ANGELAS DARLASI’S THEATRE,
- Yiorgos Sabatakakis, Assistant Professor University of Patras
Images of Reversal
Apart from being a theatre critic, filmmaker and writer, Angeliki Darlasi is also a serious dramatist, with prestigious awards in her resume. Her work is characterized by a specific worldview; an ascertainment that – although it may sound self-evident – cannot be automatically inferred for every dramatist.
Whenever we discuss a female writer, it is particularly interesting to explore the way she addresses the world around her and de-familiarizes contemporary ideologies (unless she adopts them, which is not the case here).
Darlasi could be writing militant theater, but her ideology is an aesthetic, fortified behind two key features – sometimes giving in to a female affliction: firstly the irony – hence, a marginal (sometimes black, sometimes underground) comicality – and secondly the “abstractization”. Darlasi likes to construct atmospheric worlds from which she strips away the standard ethical content, leaving behind significant problems that entrap her heroes in their own self’s teleology, as she negotiates the terms of their happiness (?).
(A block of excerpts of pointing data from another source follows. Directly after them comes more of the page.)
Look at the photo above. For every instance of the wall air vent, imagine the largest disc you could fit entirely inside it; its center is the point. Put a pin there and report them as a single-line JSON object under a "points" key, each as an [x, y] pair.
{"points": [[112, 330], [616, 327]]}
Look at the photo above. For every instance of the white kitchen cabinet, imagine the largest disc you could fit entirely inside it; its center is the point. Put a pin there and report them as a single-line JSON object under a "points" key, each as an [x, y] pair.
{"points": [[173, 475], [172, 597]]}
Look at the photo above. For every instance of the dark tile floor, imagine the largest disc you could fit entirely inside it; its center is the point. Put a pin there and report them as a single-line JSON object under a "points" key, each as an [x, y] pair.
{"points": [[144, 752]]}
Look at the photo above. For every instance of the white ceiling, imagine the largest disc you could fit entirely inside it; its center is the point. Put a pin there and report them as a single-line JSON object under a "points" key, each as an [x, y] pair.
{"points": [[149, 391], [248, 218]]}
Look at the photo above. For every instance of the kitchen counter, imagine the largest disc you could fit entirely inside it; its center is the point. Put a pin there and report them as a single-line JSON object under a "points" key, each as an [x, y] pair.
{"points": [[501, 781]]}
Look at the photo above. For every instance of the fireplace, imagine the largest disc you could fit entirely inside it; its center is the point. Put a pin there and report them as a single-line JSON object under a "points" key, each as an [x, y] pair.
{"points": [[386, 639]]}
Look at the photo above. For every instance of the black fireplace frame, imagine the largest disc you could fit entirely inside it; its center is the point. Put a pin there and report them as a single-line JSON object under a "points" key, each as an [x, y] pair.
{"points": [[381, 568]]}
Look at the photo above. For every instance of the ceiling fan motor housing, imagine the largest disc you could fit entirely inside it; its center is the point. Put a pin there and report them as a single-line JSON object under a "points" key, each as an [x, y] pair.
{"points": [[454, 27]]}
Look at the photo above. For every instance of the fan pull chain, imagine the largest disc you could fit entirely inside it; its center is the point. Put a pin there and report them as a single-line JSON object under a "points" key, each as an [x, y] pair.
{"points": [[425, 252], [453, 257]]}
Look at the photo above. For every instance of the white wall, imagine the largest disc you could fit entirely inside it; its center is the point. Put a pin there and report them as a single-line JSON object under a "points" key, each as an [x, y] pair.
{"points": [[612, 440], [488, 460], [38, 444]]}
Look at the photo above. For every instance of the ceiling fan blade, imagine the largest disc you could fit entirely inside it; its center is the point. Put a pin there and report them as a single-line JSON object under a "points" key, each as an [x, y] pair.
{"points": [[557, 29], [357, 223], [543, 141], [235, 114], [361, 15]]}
Dramaturgically, Darlasi creates space-engines (that may exist anyplace and anytime), which trap the dramatic personae and either compel them to decisions or drive them to a standstill. These reducing mechanisms advocate the revocation of the dramatic condition and somewhat impose the universalization of a political message.
The loneliness and the coexistence with the Other are themes that constantly concern the author; either defending individuality or managing the strength of our necessary interaction with others (typical examples are her plays Pieces and You Can be Happy). In this context, Darlasi is interested in the inherent ferocity towards diversity, placing the victim's nightmare within a nightmare for the abuser (an example is A City in a State of Emergency): homo homini lupus.
The desolation of men is a recurring issue in her work, a fact that becomes more interesting when one considers the dynamic and imaginative women found in the works (especially in The Secret Recipe of Francesca Dreamer), which often prevail over men, denouncing stereotypes.
Darlasi knows the theater well, and it is essential that her plays be staged by edgy theatre artists. In a country whose dramaturgy has suffered from ethological quaintness, it is fortunate that there exist playwrights with a different perception of the Art of Theatre.